As well as the original mono soundtrack, the disc will feature both a brand-new Dolby Digital 5.1 sound mix and an isolated music soundtrack.
A commentary, featuring Peter Davison, Janet Fielding and director Matthew Robinson, has already been recorded. It is very much in the style of the one on 'The Caves of Androzani'.
Interviews with Matthew Robinson, writer Eric Saward and producer John Nathan-Turner were recorded in and around the old warehouses in the story's Shad Thames location near London's Tower Bridge. Paul Vanezis has edited these interviews into a featurette of approximately 18 minutes duration called 'Resurrection of the Daleks - On Location'. The interviews were all shot in an aspect ratio of 16:9, but the featurette includes clips from the story which was made in 4:3. Viewers watching on a 16:9 TV set will see these story clips in a 'pillarbox' format - ie with vertical black bars at either side of the picture. This presents a slight problem for viewers watching on 4:3 TV's, as the story clips will be both pillarboxed and letterboxed, meaning that they will have black all around them. For those people who wish to watch the featurette fully filling their 4:3 screen at all times, the disc will be authored to support the little-used '4:3 Pan & Scan' feature, where a 4:3 full-screen image can be extracted from 16:9 source material. The interviews were carefully shot to be 4:3 safe, as were the captions and credits added in the edit. The only complication is that viewers wishing to take advantage of this feature will have to enable the '4:3 Pan & Scan' option in their DVD player setup menu.
Two items from the BBC's breakfast TV show, one from 1984 and the other from 1986, have been edited together to form a 'Breakfast Time' featurette. These are an interview with Janet Fielding and John Nathan-Turner talking about Tegan, and a Radiophonic Workshop item featuring Brian Hodgson and Malcolm Clarke showing how music was used to create tension in the story.

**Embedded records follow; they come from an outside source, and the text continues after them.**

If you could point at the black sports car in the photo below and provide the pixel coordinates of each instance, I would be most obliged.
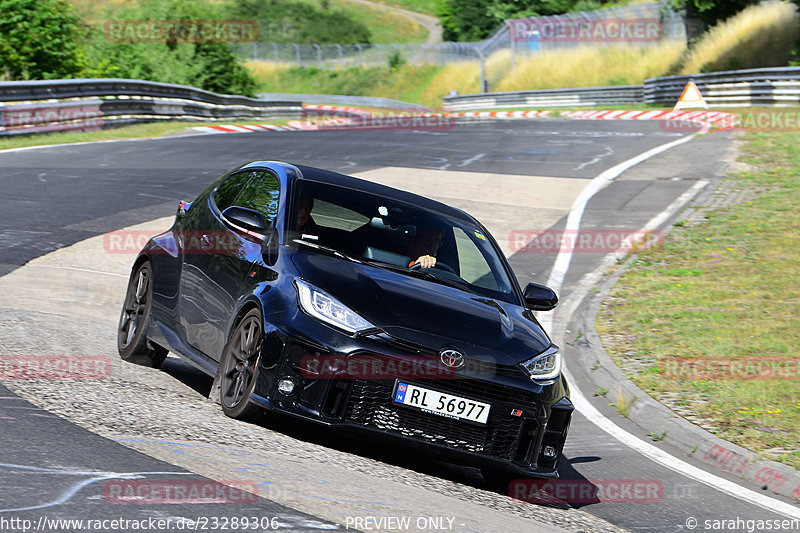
(353, 304)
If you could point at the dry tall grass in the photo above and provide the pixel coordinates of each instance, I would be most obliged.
(262, 70)
(463, 77)
(592, 66)
(759, 36)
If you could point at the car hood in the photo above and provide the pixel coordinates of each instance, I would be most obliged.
(425, 313)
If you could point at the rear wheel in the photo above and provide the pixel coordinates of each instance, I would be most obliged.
(132, 342)
(238, 368)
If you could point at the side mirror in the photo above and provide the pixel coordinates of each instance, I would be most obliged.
(540, 297)
(247, 219)
(183, 206)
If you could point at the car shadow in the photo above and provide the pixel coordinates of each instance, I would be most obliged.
(188, 374)
(407, 456)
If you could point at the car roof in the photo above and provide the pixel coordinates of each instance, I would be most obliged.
(350, 182)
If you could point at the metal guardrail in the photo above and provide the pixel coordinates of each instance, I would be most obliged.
(735, 88)
(90, 104)
(591, 96)
(345, 100)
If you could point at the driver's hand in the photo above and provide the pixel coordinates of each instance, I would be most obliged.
(426, 261)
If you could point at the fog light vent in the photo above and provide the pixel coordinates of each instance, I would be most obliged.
(286, 387)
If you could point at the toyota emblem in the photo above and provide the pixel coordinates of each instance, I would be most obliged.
(452, 358)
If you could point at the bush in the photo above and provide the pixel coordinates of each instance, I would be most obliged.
(39, 39)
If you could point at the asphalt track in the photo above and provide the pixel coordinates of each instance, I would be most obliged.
(57, 196)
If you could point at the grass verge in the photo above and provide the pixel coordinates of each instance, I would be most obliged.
(693, 323)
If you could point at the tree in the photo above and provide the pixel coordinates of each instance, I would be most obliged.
(39, 39)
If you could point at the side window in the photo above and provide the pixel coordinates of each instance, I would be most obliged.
(261, 193)
(472, 265)
(228, 189)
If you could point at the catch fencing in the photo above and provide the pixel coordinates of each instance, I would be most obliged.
(776, 87)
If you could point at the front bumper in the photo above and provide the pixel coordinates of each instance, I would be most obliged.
(525, 430)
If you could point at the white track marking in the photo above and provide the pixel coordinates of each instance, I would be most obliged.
(564, 257)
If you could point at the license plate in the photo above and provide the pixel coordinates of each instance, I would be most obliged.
(441, 403)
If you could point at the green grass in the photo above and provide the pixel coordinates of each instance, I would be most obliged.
(384, 25)
(409, 83)
(137, 131)
(724, 290)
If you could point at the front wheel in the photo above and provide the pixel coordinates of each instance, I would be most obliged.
(132, 343)
(238, 368)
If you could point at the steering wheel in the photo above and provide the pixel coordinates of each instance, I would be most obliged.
(439, 265)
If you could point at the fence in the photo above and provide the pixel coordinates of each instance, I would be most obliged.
(737, 88)
(58, 105)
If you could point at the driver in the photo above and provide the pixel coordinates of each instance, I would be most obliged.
(425, 245)
(306, 224)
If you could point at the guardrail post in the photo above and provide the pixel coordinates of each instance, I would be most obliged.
(319, 56)
(513, 44)
(484, 86)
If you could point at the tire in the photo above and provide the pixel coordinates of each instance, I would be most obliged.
(132, 342)
(238, 368)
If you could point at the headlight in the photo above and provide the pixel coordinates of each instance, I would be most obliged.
(328, 309)
(545, 367)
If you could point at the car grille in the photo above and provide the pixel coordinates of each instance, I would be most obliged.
(371, 404)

A number of deleted and extended scenes, ex timecoded VHS, have been included. Where the material was used in the final version, it has been reinstated in broadcast quality, allowing the viewer to easily see where the extensions are. The sound has been left from the earlier edit, so contains no music or sound effects.
A BBC1 trail for episode one which was loaned to us on VHS has been recreated using the episode masters.
Subtitle production information, TARDIS-Cam, Easter Eggs and a photo gallery will be included as usual.